Secretary of State Antony Blinken. (Kent Nishimura/Los Angeles Times/TNS)
October 20, 2022

This article was originally published by Radio Free Asia and is reprinted with permission.

Recent tensions over Taiwan are due to a change in approach from Beijing, which is pursuing its goal of “reunification on a much faster timeline,” U.S. Secretary of State Antony Blinken said Monday.

The warning came as a key senator proposed doubling U.S. military aid to Taiwan to $10 billion as part of a defense spending bill. Chinese President Xi Jinping on Saturday also used his opening speech for the 20th Communist Party National Congress to vow Beijing would “never promise to renounce the use of force” to reunify with Taiwan.

Speaking alongside former Secretary of State Condoleeza Rice and former Defense Secretary Jim Mattis at Stanford University, Blinken said U.S.-China policy on Taiwan had proven “incredibly successful” for decades, with both sides prioritizing the maintenance of peace.

But he said that was no longer the case.

“There has been a change in the approach from Beijing toward Taiwan in recent years,” Blinken said. “Instead of sticking with the status quo that was established in a positive way, a fundamental decision [was made] that the status quo was no longer acceptable and that Beijing was determined to pursue reunification on a much faster timeline.” 

“If peaceful means didn’t work, then it would employ coercive means – and possibly, if coercive means don’t work, maybe forceful means – to achieve its objectives,” he said. “And that is what is profoundly disrupting the status quo and creating tremendous tensions.”

Blinken said U.S. pledges to defend Taiwan in the event of an invasion from Beijing – eschewing decades of “strategic ambiguity” about whether the U.S. would directly confront China – had been forced by the elevated threats of such an event, which he said would be devastating.

“On semiconductors, if Taiwanese production were disrupted as a result of a crisis, you would have an economic crisis around the world,” Blinken said. “So there’s a profound stake not just for us but for countries around the world in preserving peace and stability when it comes to Taiwan and the straits, and to making sure that the differences that exist are resolved peacefully. So that’s why we’ve been so engaged on this.”

Kharis Templeman, an expert on Taiwan at Stanford University’s Hoover Institution who attended Blinken’s talk on Monday, said that his comments reflected a changing situation between Beijing and Taiwan.

“It’s fair to say the majority view in the Biden administration is that Xi has moved from deterring independence as his top priority, to making progress toward unification,” said Templeman. But he added that “the comment about a ‘much faster timeline’ is a bit misleading.”

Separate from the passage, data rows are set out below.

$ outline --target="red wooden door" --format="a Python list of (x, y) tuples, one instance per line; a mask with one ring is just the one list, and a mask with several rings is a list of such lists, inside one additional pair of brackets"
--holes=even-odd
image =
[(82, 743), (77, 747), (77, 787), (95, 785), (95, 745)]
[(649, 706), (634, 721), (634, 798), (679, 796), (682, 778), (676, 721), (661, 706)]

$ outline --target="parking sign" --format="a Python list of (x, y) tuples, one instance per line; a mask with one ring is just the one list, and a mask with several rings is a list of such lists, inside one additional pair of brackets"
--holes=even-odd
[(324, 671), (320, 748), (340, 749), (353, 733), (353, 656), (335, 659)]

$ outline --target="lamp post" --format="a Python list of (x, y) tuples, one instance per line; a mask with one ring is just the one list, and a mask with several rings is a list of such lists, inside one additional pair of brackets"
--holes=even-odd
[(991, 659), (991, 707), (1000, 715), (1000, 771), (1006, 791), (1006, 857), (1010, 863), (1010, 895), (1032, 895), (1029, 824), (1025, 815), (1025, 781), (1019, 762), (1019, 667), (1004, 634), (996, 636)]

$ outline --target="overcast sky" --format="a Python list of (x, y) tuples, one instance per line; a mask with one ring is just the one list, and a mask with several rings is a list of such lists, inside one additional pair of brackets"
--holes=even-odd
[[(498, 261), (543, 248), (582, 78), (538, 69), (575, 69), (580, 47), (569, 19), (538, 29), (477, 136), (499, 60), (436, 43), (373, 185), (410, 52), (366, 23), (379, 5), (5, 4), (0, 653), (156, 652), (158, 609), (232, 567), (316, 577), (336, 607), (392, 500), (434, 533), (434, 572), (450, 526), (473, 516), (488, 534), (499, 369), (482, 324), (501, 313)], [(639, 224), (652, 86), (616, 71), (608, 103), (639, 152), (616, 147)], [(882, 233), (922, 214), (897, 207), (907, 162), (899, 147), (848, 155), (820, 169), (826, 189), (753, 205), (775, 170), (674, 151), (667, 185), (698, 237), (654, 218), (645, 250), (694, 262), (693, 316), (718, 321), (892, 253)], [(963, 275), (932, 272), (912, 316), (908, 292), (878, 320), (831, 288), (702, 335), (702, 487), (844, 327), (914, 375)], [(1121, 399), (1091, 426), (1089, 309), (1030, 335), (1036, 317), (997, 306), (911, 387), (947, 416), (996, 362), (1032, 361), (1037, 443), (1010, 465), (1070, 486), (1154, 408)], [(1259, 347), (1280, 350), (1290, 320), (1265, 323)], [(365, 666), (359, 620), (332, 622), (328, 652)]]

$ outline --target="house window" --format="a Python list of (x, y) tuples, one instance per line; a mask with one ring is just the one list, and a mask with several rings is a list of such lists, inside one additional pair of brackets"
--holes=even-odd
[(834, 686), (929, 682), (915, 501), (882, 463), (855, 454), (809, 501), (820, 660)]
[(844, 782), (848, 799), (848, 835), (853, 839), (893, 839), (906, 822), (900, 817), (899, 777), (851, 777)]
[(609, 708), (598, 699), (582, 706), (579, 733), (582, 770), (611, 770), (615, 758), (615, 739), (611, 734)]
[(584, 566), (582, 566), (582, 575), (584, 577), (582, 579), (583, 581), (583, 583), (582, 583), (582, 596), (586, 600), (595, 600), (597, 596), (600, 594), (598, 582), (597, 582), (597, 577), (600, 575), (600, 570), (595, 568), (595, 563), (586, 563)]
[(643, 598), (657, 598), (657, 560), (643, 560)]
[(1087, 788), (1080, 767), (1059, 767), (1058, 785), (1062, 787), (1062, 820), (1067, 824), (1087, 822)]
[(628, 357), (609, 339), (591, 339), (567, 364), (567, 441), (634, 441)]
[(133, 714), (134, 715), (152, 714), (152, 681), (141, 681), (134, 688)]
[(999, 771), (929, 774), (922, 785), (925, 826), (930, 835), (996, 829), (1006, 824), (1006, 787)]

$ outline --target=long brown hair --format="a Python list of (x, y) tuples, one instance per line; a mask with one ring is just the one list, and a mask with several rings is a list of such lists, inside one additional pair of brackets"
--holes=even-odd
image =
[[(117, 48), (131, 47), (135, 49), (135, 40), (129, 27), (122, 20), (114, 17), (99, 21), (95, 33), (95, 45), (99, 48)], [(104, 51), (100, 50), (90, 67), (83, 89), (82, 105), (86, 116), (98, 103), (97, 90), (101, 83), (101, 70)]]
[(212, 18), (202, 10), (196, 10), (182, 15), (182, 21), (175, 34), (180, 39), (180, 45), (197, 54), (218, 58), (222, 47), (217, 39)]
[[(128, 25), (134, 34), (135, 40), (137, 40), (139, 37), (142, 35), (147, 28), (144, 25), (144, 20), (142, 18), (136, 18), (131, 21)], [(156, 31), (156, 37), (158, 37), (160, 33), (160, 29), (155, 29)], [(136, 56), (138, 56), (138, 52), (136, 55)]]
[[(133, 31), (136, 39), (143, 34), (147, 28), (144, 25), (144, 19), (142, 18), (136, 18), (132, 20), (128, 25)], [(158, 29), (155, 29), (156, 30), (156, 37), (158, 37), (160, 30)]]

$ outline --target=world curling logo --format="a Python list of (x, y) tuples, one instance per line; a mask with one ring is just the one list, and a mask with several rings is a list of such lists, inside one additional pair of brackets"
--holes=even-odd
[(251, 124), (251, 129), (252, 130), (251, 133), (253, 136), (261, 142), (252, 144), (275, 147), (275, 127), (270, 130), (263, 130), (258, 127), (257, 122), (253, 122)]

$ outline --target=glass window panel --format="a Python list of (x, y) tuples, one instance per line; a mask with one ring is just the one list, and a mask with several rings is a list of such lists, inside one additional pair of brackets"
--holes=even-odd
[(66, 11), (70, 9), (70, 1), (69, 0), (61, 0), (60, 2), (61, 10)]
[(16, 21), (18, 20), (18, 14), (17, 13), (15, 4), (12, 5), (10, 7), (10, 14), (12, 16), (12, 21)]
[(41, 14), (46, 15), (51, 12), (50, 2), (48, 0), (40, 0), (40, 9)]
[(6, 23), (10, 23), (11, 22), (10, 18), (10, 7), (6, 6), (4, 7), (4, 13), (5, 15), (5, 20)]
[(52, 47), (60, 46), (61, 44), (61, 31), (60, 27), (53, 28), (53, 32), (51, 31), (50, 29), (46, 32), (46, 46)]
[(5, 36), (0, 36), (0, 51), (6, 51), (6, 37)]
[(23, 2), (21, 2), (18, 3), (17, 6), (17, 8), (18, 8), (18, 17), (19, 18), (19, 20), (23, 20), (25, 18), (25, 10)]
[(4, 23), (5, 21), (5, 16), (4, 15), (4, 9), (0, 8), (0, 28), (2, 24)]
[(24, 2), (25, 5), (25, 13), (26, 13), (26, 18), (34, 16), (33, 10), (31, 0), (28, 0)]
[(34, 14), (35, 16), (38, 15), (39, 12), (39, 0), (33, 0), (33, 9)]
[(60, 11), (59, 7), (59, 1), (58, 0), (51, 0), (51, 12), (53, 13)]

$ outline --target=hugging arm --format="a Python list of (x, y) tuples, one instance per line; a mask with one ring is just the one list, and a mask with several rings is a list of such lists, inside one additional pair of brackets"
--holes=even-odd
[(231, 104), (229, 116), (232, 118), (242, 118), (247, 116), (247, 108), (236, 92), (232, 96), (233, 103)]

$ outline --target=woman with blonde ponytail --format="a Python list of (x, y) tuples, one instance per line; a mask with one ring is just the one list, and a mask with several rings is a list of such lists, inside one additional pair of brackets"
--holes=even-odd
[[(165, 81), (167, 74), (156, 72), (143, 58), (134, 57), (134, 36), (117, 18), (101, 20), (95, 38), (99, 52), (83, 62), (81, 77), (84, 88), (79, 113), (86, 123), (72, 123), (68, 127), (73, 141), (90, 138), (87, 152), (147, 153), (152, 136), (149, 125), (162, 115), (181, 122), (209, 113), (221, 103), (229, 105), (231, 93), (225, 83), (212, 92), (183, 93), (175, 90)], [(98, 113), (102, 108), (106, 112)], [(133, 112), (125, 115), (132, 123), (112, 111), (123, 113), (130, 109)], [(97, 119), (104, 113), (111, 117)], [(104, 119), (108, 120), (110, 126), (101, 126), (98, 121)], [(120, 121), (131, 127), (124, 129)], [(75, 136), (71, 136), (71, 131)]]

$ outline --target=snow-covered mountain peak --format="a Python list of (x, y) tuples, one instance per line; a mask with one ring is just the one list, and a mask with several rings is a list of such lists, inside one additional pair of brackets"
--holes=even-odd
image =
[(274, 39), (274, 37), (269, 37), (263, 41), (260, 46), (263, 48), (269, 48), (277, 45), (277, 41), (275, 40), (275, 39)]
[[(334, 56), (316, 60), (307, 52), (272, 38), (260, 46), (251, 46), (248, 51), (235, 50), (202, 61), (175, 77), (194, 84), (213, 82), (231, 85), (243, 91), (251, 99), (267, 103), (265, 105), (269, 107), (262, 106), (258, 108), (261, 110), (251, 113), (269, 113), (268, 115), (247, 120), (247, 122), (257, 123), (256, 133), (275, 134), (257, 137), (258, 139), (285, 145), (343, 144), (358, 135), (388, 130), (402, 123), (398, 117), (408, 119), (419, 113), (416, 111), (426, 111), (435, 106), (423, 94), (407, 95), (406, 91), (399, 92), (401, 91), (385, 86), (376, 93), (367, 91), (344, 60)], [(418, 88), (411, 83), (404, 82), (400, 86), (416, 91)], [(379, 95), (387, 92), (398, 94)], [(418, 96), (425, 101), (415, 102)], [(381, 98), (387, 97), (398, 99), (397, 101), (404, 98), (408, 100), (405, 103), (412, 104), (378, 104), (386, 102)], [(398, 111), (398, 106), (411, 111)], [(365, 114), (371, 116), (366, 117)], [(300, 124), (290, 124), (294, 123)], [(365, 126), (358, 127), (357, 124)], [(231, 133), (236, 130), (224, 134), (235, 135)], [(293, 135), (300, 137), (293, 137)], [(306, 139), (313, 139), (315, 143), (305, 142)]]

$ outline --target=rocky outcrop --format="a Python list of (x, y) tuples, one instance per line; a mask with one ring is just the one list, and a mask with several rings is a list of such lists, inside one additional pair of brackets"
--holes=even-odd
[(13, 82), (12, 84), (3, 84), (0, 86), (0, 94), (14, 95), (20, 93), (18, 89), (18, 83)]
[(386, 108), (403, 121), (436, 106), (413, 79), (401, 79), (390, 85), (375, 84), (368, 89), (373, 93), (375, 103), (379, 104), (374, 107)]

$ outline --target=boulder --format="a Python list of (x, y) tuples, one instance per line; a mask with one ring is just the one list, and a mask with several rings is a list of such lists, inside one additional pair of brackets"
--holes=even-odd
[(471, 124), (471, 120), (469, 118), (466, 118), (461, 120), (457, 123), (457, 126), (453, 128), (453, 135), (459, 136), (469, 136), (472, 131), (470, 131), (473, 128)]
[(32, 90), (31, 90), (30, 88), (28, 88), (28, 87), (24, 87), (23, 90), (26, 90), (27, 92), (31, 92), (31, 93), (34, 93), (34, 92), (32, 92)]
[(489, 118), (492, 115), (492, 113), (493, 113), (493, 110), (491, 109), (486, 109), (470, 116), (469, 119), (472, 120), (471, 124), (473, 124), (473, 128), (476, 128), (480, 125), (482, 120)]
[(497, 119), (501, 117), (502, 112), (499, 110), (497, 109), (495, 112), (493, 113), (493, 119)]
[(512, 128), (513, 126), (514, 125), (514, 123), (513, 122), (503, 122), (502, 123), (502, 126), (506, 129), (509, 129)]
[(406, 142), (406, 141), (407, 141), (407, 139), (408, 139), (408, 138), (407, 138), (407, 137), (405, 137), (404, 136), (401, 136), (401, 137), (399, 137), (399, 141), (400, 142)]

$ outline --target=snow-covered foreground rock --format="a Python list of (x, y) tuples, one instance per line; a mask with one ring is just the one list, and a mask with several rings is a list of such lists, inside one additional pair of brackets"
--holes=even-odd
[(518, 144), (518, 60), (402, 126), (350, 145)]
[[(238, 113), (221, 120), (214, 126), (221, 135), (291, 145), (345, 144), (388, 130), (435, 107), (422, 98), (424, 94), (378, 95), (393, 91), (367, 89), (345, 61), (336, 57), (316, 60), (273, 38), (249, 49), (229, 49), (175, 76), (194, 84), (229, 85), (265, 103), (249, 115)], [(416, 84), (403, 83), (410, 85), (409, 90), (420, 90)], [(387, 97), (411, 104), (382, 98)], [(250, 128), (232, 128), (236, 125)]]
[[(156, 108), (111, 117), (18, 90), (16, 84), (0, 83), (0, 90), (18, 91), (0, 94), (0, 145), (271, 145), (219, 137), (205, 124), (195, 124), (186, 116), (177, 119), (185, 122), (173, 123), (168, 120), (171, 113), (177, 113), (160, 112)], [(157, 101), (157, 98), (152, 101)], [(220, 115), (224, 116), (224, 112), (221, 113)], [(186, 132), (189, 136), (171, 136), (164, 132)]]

“Faster than what?” he said. “Faster than waiting indefinitely, but nothing more certain than that. I do not see a consensus within the administration that Xi has set a concrete deadline for achieving unification, or even that it needs to happen while he is still in charge. Anyone who tells you a specific deadline is reading too much into the tea leaves.”

The comments came as the United States seeks to ramp up military support for Taiwan in the wake of Russia’s Feb. 24 invasion of Ukraine, which has raised global concerns about the threat of a similar invasion of Taiwan.

Senate Armed Services Chairman Jack Reed (D-R.I.) last week filed an amendment to the 2023 National Defense Authorization Act that doubles military aid to Taiwan to over $10 billion, doubling the $4.5 billion initially proposed by Senate Foreign Relations Chairman Bob Menendez (D-N.J.). The Senate is expected to vote on the bill next month.